There have been various explanations offered for what is going on with this form, even if we lack an explanation for why שׂערת arose in the first place.

  1. It has long been suggested that this is simply an odd use of the feminine form, and it, too, should be regarded as a collective, just like the masculine. This is already recorded in Brown Driver Briggs, and is still registered as a possibility in HALOT.

  2. There have been various text-critical suggestions to emend away the offensive ת and so get to the more expected masculine collective form, but these have been consistently rejected so far as I'm aware.

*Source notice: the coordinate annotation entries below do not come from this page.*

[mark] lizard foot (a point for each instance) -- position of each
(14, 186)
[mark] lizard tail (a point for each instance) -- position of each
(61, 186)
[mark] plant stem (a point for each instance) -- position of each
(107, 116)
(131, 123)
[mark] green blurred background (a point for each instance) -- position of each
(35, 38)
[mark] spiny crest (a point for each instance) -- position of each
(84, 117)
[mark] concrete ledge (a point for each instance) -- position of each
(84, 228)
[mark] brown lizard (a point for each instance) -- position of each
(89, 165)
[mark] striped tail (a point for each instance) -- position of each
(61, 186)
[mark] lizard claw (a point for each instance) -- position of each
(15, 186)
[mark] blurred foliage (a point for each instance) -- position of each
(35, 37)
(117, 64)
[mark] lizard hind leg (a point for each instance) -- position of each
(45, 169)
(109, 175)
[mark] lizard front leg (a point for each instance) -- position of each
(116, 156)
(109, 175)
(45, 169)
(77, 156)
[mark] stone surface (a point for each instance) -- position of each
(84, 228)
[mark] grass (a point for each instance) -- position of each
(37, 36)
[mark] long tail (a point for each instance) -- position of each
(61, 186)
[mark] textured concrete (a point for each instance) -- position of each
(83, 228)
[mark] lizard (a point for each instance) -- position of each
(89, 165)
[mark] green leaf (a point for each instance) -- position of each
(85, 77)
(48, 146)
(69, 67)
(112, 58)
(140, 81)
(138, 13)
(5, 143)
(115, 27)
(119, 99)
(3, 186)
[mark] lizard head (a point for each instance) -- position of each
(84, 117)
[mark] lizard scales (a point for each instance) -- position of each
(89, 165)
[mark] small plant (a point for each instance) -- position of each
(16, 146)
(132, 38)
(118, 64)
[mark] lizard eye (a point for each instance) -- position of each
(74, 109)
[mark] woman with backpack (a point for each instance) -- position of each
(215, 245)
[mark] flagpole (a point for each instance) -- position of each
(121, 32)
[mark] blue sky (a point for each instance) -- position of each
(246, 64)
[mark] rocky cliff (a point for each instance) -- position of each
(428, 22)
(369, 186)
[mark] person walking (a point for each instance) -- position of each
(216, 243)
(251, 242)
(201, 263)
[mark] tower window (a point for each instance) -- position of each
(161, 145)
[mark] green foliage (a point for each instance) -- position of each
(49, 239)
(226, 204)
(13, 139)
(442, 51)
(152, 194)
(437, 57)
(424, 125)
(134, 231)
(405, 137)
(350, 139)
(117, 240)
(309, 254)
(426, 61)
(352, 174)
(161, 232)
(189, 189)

  3. The Septuagint reads slightly differently here: ἔφριξαν δέ μου τρίχες καὶ σάρκες = "my hair and flesh quivered". It recasts the syntax, but more importantly for our interests, the word for "hair" (triches) is in the plural. It might thus support S.R. Driver's solution: to read שַׂעֲרֹת, plural, thus avoiding the difficulty (S.R Driver & G.B. Gray, A critical and exegetical commentary on the Book of Job [T & T Clark, 1921], pt. 2, p. 25). He argued that the singular reading (the consonants remain the same; it is a matter of different vocalization) arose mistakenly under influence of the singular verb, finding an explanation for his proposed text in GKC § 145k. Driver makes no mention of the LXX, however, possibly because the distance between LXX Job and its Hebrew parent text is quite distant (for more on this general point, see Claude Cox's introduction to the NETS translation).

  4. Perhaps more appealing are the suggestions that שַׂעֲרָה "hair" is not the lexeme appearing in this verse, but appeal rather to שְׂעָרָה "storm" which appears also in Job 9:17. This possibility is discussed and adopted by two recent Job commentators: (1) D.J.A. Clines Job 1-20 (Word, 1989; reissued 2015), pp. 107, 111; (2) C.L. Seow Job 1-21: Interpretation and Commentary (Eerdmans, 2013), p. 401-402. This possibility was mentioned and rejected by Driver (see above).

    The Hebrew form in this reading still needs explanation, however, since the ת remains odd. Both Clines and Seow (the latter with some persistence) argue for an original absolute form ending with tau. Seow adduces examples in support of this conjecture.

    Why bother? In part, because the evidence of the Targum favours this approach. It has ʿalʿōlāʾ "whirlwind" where the Hebrew has (apparently) "hair". If this suggestion is adopted, the line would read something like: "a whirlwind made my flesh quiver", which is a nicely balanced partner for the previous line, "a wind [ruach] passed by my face".

In sum, there is no way to make sense of the Hebrew text here without recourse to something odd, whether its cutting some slack for the feminine form to convey a collective sense (uniquely here) like the masculine, or emending the text, or suggesting a different word altogether, with the Targum supplying the lead for the best candidate.

  • 1
    David, as always your answers are brilliant. You provide us all an excellent example which to follow. Thank you for all your contributions during the last year. Please have a safe holiday season with my kindest regards to both you and S.